There was an article on NPR not too long ago about where the 10,000 steps per day recommendation came from. Turns out that it goes back to a decades-old marketing campaign in Japan for a pedometer. Somehow, that number was adopted in the US as a goal for good health. One study on that number concluded that older women really only need light activity, around 4,400 steps per day, to boost their longevity. And that doesn’t take in account all activity they may participate in. Also, the longevity benefit in that population topped out around 7,500 steps per day. As with most things in the health and fitness area, what makes sense for one person, doesn’t make sense for another. Trying to meet an artificially set goal like 10,000 steps (which is the default goal for fitness trackers like FitBits) is setting up some people for failure.

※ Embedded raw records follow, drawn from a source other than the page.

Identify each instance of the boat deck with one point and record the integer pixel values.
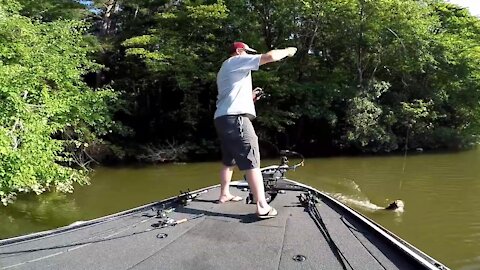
(219, 236)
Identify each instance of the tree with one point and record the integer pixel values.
(48, 115)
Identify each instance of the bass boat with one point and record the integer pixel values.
(192, 231)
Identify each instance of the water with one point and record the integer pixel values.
(440, 191)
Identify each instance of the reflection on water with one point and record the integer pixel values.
(440, 191)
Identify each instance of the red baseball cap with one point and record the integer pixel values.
(240, 45)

As for the 2,000 calorie per day diet? It is based on some very rough rounding from self-reported calorie intake surveys that helped form the basis of the 1990 Nutrition Labeling and Education Act. The FDA wanted consumers to be able to compare products for what percentage of daily intake of sodium, protein, fiber, etc the product made up. But that daily intake percentage had to be based on a standardized calorie intake. Ultimately, for reasons detailed in the article I linked, the FDA decided to use a 2,000-calorie diet as the baseline, noting that individual diets will vary. Somehow, though, that piece of data has become a goal for calorie intake, even though how much food your body needs is a complex interaction of age, size, activity, hormones, and metabolism, among other things.
Health messaging, especially in the US where lobbyists for various food industries (how many different meat and dairy recommendations have you heard?) are involved, is a minefield of bias and misinformation. Often, we’re only getting part of the story, and we don’t even know where the story is really coming from. The diet industry and lobbyists are very good at hiding behind scientists to put their “research” out for public consumption without context. Comparators and populations are left out of the percentages we’re fed. We don’t know who was tested, or how we compare to them, or how many people were actually studied. Yet, each time a new recommendation comes out or a standard measure changes (see the shift in BMI definitions in 1998), people immediately look at themselves first to see if they are “okay.” And then they look around at everyone else to see who is not “okay,” who doesn’t measure up. Usually, the answer is fat people.
When it comes to recommendations for better health, we all need a skeptical eye and a BIG dose of critical thinking. Before you are discouraged (or encouraged), take a look where the information is coming from if you can, and try to find out more about it. And definitely before you judge another person’s health or well-being or worth based on these recommendations, make sure you know where they are from and the history behind them. You’ll be surprised to find out they are often not based on real evidence.